I like the idea of a point-based system, with points for recent use, frequency of use, and potentially other factors (prefer contacts in the local domain?).
I've worked on a few systems like this, and neither "most recently used" nor "most commonly used" work very well. The "most recent" can be a real pain if you accidentally mis-type something once. Alternatively, "most used" doesn't evolve much over time, if you had a lot of contact with somebody last year, but now your job has changed, for example.
Once you have the set of measurements you want to use, you could create an interactive apoplication to test out different weights, and see which ones give you the best results for some sample data.
This paper describes a single-parameter family of cache eviction policies that includes least recently used and least frequently used policies as special cases.
The parameter, lambda, ranges from 0 to 1. When lambda is 0 it performs exactly like an LFU cache, when lambda is 1 it performs exactly like an LRU cache.
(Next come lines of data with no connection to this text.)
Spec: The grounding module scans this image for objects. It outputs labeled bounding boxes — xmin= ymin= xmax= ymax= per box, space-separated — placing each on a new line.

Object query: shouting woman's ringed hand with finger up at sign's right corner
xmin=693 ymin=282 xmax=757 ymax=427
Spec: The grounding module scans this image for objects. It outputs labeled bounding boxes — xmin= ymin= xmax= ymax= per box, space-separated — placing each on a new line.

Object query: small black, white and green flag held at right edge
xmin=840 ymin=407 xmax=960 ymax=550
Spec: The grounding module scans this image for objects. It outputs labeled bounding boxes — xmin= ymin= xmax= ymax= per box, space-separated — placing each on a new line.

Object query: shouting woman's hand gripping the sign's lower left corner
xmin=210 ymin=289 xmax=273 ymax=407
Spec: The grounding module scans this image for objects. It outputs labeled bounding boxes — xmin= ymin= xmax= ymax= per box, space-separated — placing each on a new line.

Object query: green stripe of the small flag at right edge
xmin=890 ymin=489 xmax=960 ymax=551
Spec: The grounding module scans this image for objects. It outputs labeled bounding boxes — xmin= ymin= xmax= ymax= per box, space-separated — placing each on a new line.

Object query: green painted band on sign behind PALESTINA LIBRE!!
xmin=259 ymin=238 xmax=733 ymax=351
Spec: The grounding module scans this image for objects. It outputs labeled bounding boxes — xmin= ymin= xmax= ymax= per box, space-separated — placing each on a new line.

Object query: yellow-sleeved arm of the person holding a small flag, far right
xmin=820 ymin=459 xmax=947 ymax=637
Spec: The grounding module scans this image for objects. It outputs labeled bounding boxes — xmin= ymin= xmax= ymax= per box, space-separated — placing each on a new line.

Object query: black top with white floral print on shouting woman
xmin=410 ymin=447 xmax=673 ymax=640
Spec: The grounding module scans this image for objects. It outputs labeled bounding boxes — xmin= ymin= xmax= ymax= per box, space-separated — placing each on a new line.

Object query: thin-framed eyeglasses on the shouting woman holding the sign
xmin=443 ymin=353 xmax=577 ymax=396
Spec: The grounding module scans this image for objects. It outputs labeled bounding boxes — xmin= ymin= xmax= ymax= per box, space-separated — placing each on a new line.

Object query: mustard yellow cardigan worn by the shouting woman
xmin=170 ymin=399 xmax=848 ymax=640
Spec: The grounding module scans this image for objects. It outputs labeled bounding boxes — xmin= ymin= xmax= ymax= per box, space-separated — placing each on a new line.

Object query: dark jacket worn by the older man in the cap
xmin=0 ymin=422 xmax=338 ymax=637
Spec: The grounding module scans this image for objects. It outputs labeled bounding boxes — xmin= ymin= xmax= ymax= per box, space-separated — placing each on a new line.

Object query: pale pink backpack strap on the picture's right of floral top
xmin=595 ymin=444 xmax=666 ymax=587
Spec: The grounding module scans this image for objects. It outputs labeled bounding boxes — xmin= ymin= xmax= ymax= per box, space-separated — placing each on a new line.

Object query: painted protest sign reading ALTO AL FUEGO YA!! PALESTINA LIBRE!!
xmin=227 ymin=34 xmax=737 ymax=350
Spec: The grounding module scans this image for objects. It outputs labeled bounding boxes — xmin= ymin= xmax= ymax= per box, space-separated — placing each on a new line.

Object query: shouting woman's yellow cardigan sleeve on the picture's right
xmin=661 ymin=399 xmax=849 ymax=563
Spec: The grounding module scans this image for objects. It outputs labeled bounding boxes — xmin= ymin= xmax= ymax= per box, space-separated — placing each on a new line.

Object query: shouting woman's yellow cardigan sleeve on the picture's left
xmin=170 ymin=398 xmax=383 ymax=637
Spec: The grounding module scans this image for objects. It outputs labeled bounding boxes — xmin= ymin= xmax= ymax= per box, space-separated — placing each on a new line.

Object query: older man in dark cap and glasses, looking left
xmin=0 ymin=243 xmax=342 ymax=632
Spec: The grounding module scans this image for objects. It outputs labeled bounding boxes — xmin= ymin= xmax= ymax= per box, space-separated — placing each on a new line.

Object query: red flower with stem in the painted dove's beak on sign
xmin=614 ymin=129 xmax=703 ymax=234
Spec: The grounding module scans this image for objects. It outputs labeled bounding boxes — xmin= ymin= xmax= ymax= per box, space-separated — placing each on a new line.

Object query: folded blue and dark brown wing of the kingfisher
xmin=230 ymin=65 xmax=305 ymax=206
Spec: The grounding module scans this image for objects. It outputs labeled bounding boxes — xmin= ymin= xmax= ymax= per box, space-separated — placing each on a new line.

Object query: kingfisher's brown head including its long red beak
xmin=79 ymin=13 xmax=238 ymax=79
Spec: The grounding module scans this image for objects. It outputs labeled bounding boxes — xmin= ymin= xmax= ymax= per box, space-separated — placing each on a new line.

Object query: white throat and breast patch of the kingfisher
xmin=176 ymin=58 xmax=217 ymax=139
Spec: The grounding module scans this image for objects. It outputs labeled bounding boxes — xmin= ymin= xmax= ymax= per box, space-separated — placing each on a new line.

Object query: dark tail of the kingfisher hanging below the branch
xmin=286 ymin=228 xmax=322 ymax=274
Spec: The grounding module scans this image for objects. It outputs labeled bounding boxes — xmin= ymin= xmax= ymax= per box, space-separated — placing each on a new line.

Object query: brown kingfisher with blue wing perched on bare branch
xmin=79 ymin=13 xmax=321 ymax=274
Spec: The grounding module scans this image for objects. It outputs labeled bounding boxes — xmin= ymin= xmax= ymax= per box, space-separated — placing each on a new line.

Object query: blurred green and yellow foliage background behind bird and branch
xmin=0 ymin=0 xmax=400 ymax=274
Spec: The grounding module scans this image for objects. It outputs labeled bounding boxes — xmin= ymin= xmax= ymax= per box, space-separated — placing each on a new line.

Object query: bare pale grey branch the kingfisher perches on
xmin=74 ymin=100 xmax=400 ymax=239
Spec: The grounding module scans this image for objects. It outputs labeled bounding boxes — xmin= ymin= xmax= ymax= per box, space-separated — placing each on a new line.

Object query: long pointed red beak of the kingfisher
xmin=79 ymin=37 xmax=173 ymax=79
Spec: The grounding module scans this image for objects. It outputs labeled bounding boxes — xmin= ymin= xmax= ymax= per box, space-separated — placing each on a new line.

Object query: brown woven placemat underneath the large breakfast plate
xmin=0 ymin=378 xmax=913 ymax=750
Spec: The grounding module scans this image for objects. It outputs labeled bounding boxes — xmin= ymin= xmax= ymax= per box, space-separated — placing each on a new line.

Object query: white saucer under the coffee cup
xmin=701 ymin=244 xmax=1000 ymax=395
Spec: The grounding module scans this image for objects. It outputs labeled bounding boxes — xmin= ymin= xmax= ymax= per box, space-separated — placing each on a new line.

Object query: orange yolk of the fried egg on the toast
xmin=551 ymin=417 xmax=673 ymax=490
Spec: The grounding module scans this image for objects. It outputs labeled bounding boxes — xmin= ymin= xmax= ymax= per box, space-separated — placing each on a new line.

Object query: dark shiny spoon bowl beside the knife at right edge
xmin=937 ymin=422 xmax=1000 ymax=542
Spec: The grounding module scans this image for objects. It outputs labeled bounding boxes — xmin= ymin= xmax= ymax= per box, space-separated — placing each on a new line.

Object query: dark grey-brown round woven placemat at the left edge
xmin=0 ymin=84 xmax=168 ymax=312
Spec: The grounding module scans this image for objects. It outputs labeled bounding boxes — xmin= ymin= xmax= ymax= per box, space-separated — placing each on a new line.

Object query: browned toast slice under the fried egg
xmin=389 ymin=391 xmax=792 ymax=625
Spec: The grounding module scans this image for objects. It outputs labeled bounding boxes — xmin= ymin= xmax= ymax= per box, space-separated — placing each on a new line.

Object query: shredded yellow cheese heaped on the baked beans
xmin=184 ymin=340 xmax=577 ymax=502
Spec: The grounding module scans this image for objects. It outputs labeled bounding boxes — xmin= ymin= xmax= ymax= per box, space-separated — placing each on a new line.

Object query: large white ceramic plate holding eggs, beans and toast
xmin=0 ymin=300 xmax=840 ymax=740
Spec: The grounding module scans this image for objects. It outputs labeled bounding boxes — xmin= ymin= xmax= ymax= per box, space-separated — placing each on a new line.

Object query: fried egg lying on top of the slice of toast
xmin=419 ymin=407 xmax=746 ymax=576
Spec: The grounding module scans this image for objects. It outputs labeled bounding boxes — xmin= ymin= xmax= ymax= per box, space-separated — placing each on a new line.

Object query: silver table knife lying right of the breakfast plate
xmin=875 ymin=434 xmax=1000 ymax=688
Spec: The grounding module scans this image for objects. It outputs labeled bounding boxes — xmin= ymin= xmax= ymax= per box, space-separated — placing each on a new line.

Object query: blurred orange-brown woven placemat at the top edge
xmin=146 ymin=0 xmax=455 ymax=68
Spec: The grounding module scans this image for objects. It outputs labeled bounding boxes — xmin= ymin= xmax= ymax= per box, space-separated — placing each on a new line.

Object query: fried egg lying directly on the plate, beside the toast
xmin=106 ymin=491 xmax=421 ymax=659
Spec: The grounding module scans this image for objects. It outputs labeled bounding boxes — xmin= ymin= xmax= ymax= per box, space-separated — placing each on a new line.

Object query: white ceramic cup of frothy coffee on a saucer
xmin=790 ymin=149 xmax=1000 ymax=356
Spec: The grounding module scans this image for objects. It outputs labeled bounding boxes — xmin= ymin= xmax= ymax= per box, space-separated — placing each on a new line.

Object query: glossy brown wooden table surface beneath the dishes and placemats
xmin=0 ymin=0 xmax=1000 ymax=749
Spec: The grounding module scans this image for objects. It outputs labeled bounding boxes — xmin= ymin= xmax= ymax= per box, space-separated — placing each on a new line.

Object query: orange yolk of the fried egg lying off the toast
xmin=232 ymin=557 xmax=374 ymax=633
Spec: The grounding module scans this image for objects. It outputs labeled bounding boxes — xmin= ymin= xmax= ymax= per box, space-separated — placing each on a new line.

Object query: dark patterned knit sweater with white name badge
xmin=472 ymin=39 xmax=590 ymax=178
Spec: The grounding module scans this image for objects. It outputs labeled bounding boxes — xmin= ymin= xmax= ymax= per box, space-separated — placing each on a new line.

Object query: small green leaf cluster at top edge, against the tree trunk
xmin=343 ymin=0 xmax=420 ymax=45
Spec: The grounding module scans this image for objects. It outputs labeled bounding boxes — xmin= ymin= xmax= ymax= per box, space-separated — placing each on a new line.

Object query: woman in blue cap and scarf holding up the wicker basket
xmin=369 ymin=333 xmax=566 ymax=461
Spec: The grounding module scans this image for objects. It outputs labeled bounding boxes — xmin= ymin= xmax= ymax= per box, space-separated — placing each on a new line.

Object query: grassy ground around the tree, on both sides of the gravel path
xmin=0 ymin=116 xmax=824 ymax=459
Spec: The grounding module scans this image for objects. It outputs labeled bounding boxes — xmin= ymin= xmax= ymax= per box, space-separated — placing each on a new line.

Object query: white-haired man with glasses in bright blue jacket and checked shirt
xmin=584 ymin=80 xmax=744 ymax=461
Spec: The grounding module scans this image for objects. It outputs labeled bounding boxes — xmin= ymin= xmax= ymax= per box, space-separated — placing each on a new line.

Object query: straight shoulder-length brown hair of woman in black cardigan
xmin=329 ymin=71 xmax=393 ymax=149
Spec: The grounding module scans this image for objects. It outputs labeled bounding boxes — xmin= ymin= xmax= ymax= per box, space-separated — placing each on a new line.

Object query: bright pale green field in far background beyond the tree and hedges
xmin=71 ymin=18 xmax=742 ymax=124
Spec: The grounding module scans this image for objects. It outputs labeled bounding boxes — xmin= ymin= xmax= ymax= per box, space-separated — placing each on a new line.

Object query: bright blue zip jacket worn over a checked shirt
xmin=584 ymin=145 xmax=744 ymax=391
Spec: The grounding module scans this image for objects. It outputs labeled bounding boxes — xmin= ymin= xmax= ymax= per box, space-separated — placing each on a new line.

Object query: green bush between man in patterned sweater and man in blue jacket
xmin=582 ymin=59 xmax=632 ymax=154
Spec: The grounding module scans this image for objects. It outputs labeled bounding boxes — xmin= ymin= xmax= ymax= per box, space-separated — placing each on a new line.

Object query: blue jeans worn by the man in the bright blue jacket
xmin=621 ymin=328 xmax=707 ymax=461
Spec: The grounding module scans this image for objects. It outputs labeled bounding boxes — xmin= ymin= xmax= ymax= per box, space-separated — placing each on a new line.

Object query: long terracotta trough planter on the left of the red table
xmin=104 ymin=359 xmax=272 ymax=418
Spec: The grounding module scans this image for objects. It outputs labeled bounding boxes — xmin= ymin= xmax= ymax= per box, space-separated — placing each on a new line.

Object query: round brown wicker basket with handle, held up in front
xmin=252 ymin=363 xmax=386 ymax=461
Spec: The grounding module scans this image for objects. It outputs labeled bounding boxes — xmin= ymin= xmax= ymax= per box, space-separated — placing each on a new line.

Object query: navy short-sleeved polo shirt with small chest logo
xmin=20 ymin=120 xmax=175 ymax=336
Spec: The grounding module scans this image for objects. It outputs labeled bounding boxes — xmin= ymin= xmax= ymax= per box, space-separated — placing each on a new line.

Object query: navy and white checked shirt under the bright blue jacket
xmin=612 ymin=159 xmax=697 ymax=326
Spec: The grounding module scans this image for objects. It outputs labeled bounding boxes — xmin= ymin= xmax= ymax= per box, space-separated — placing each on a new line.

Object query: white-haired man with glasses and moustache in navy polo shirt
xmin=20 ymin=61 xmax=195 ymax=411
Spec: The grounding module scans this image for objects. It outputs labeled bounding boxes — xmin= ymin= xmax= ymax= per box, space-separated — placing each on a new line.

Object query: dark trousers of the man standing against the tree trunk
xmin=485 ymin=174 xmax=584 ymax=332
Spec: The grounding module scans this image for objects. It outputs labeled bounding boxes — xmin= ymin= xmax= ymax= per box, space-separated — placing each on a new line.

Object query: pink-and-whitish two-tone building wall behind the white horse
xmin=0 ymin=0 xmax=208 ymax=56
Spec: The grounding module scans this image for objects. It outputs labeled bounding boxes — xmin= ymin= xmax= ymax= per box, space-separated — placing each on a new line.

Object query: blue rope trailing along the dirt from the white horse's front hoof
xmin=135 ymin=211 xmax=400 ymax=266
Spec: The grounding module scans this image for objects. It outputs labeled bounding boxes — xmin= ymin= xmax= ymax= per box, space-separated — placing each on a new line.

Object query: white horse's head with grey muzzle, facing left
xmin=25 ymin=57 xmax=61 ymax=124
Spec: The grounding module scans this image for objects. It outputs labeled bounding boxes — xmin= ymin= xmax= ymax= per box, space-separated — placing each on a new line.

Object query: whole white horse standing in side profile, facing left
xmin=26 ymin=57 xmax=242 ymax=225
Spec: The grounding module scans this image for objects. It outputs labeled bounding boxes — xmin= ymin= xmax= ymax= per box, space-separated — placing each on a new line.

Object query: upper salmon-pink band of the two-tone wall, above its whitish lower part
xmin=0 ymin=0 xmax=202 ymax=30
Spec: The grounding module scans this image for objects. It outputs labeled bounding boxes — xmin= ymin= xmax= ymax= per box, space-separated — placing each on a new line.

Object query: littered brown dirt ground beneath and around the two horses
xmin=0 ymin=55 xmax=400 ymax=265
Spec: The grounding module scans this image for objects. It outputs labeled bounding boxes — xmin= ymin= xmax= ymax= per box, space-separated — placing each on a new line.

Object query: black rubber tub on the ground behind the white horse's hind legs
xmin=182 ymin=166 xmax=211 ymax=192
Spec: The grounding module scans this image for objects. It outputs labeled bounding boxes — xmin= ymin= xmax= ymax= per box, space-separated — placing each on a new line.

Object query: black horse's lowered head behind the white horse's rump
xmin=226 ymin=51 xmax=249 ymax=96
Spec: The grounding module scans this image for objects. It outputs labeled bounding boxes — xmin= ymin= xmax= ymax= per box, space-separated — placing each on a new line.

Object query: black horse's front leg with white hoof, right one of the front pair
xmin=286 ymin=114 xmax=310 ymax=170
In between 0 and 1 it combines both recency and frequency information in a natural way.
In spite of an answer having been chosen, I want to submit my approach for consideration, and feedback.
I would account for frequency by incrementing a counter each use, but by some larger-than-one value, like 10 (To add precision to the second point).
I would account for recency by multiplying all counters at regular intervals (say, 24 hours) by some diminisher (say, 0.9).
Each use:
UPDATE `addresslist` SET `favor` = `favor` + 10 WHERE `address` = 'foo#bar.com'
Each interval:
UPDATE `addresslist` SET `favor` = FLOOR(`favor` * 0.9)
In this way I collapse both frequency and recency to one field, avoid the need for keeping a detailed history to derive {last day, last week, last month} and keep the math (mostly) integer.
The increment and diminisher would have to be adjusted to preference, of course.